En 2017, le business des abris antiatomiques n’aura jamais été aussi florissant. Avec la guerre des ego que se livrent les présidents américain et nord-coréen sur fond de missiles nucléaires, les ouragans dévastateurs, les cyberattaques menaçant les Etats, la peur est massivement dans l’air. Et incite des privés à investir dans l’habitat postapocalyptique. Voyez le Survival Condo acquis par un ancien dirigeant d’une société informatique dont le principal client était le Pentagone. Larry Hall a transformé un ancien silo de missiles Atlas de l’US Army des années 60 d’une profondeur de 53 mètres, situé en plein Kansas, en un complexe de luxe de 12 appartements de 170 mètres carrés divisibles en deux et pouvant héberger jusqu’à 75 personnes. Comptez 1,5 million de dollars au minimum et 5000 dollars de charges mensuelles.
Survivre en s’amusant dans son bunker
Rien à voir avec le bunker classique d’un ennui à mourir plus vite d’inaction que de radiation. Chez Larry, il faut que la survie soit la plus fun possible. «Survivre, c’est bien. S’amuser, c’est encore mieux», clame l’Américain. Salle de cinéma, fitness, piscine à cascades, rien n’est oublié pour rendre la survie sous terre supportable. Une survie conditionnée avant tout par deux impératifs: beaucoup de lumière (son absence est source de dépression) et une simulation de la vie à l’extérieur la plus réelle possible. Ainsi, Larry a équipé les murs de son silo customisé de fenêtres-écrans, animées par des webcams capturant le paysage alentour. Le motif restant au choix. Une New-Yorkaise a déjà prévu la vue sur Central Park en toutes saisons avec le bruit de la circulation ambiante. Qu’on se le dise, les propriétaires pourront même emmener leur animal de compagnie, un parc à chiens est prévu à cet effet. Mais attention, pas plus de deux quadrupèdes d’un poids maximum de 35 kg. «Si un client en a plus, il devra tirer à la courte-paille», avertit le patron de ce cinq-étoiles de la survie.
Cinq ans d’autonomie après une explosion nucléaire
Il suffirait qu’un missile nucléaire nord-coréen Hwasong-14 soit tiré pour que Larry Hall, qui a gardé des contacts au sein du Pentagone, soit averti par SMS et sonne le branle-bas de repli. Doté d’une autonomie de cinq ans et d’une réserve d’eau potable de 300 000 litres, son abri antiatomique peut même avoir une autonomie plus longue, assure-t-il, grâce à l’installation de bassins pour élever des tilapias, les poissons les plus consommés du monde. Grâce à un système de lampes, la culture de légumes offrira son complément de vitamines. Fondue de tilapia, gratin de tilapia, soupe de tilapia, toutes les variations culinaires seront les bienvenues...

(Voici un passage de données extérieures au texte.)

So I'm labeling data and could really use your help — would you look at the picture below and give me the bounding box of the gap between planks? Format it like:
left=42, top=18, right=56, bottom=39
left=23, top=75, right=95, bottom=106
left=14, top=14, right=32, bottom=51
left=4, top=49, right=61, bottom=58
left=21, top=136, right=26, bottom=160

A relever que le complexe bénéficiera encore d’une équipe militaire pour assurer le respect des procédures et d’un personnel embarqué, ou plutôt enterré, dont le nombre reste confidentiel. Larry Hall n’aime pas non plus s’étendre sur le local qui pourrait servir de prison si le besoin s’en fait sentir. «Nous vivrons en microsociété et toutes les précautions ont été prises», se borne-t-il à préciser.
A chaque nouvel essai nord-coréen, le téléphone sonne, paraît-il, chez lui sans discontinuer. L’homme d’affaires avisé, qui a acheté ce complexe pour 300 000 dollars à l’armée en 2008, n’a pas fini de rentabiliser son affaire. Eriger ce silo de luxe pour les nouveaux angoissés, à cet endroit précis du Kansas, lui a fait bénéficier d’un investissement de 120 millions de dollars déjà payés par l’armée. Le lieu avait été sélectionné avec soin pour des raisons stratégiques: élevé par rapport au niveau de la mer, éloigné de la population, dans une zone protégée des secousses sismiques.
Et qu'en est-il des bunkers de luxe en Suisse?
Un tel complexe pourrait-il voir le jour en Suisse? Chaque année, le DDPS met en vente publique une vingtaine de bâtiments militaires sur le site www.homegate.ch. Mais il faut savoir que les objets ayant une valeur historique sont réservés aux associations ou fondations qui se doivent de les entretenir et de les ouvrir au public. De plus, 90% des ouvrages militaires proposés sont situés en dehors des zones à bâtir. Difficile dès lors d’obtenir des permis d’aménagement.
Un problème que ne connaissent évidemment pas les Américains. Larry Hall est prêt à ouvrir son bunker à tous les étrangers qui en ont les moyens. Il y a déjà un Européen et un Australien propriétaires au Survival Condo et l’homme prévoit la construction d’un deuxième complexe en 2018. Il compte beaucoup sur le leader nord-coréen Kim Jong-un pour remplir les 40% de places encore disponibles.